US - USDA released its estimates of retail meat prices for March Tuesday. In spite of the well-documented struggles of wholesale prices, every retail price except the composite broiler value increased during the month, write Steve Meyer and Len Steiner.

Choice beef led the way in March gains at 1.5 per cent while the whole broiler price increased 1.1 per cent . All-Fresh beef, pork and turkey all gained less than 1 per cent in March while the composite retail broiler prices fell by 2.5 per cent .

Relative to one year ago, beef prices and whole broilers showed large gains in March. The Choice beef price was record-high at $5.30/retail pound, 4.9 per cent higher than last year. All-Fresh beef was also record high at $4.918/retail pound, up 5.3 per cent from March 2012. Whole broilers, at 1.471/pound, were 7.2 per cent higher than last year.

Pork, composite broiler and turkey prices were lower than last year. The average turkey price in March was $1.593/pound, down over 12 per cent from last year. But remember that the March ‘12 turkey value was far and away the record high at $1.812/pound. Pork prices were 0.7 per cent  lower than one year ago while composite broilers were down only 0.2 per cent .

There is growing concern that retail prices are not mirroring wholesale values in a manner that will keep product moving to consumers. The charts on page 2 (see full report) show USDA’s data for retail price, wholesale value and net farm value. There is no farm value for chicken since there is no significant farm-level trade in the sector due to vertical integration. All of these values are adjusted to a retail weight basis and are thus comparable from level to level.

It is easy to see where concerns are rising in the beef and pork sectors. Retail beef prices have risen by nearly 8 per cent since September 2012 while the average wholesale and net farm values have increased by only 1 per cent .

We believe much of this discrepancy is, to a great degree, happenstance in which we and other analysts have played no small role. Virtually everyone has expected wholesale beef prices would climb to new records due to drought– and cost-impacted placement patterns of the past two years. That expectation has been ubiquitous to say the least and has led retailers to prepare for the cost shock by pushing retail values higher.

Consumers never like price increases but they like abrupt increases even less so easing into the higher price scenario was a good strategy. $200-plus wholesale choice beef, though, has proven an elusive creature and now it appears that retail prices are out of line with wholesale and farm values. Is that bad? Yes from a fairness — to both suppliers and consumers — standpoint but maybe not from a long-term business view as long as product is moving and not backing up either in cold storage or in feedlots. “Value space” can allow upstream prices to move quickly where having to lift the entire price structure can be an arduous task.

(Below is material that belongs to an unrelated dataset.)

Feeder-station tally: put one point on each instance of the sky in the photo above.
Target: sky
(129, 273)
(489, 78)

The same net situation is true in the pork complex even though the drivers are different. Retail pork prices have not risen but have in fact remained high even as wholesale values have struggled.
This is a situation where there is more product available on domestic markets due to export challenges and keeping it moving may indeed require lower prices at retail. Having some “value space” to support a wholesale pork or hog price rally is good but keeping product moving is
paramount, we think, in this situation.

USDA’s monthly Cattle on Feed report for April will be released this Friday afternoon and the eleven market analysts surveyed by Dow Jones Newswires expect lower placements, lower marketings and lower inventories.

Those are all three familiar stories for the feedlot sector of late. The ranges and averages of the survey responses appear at right. Should these estimates prove accurate, they
would imply an increase of 39,000 head in the number of cattle in U.S. feedlots with capacities of 1000 head and more during March, pushing that number to 10.896 million. The 93.5 per cent estimate for marketings would put them at 1.793 million head, a figure lower than the lowest March of the last 5 years. Placements at 99.1 per cent would put that figure at 1.776 million head, an increase of nearly 300,000 head over the February placement level.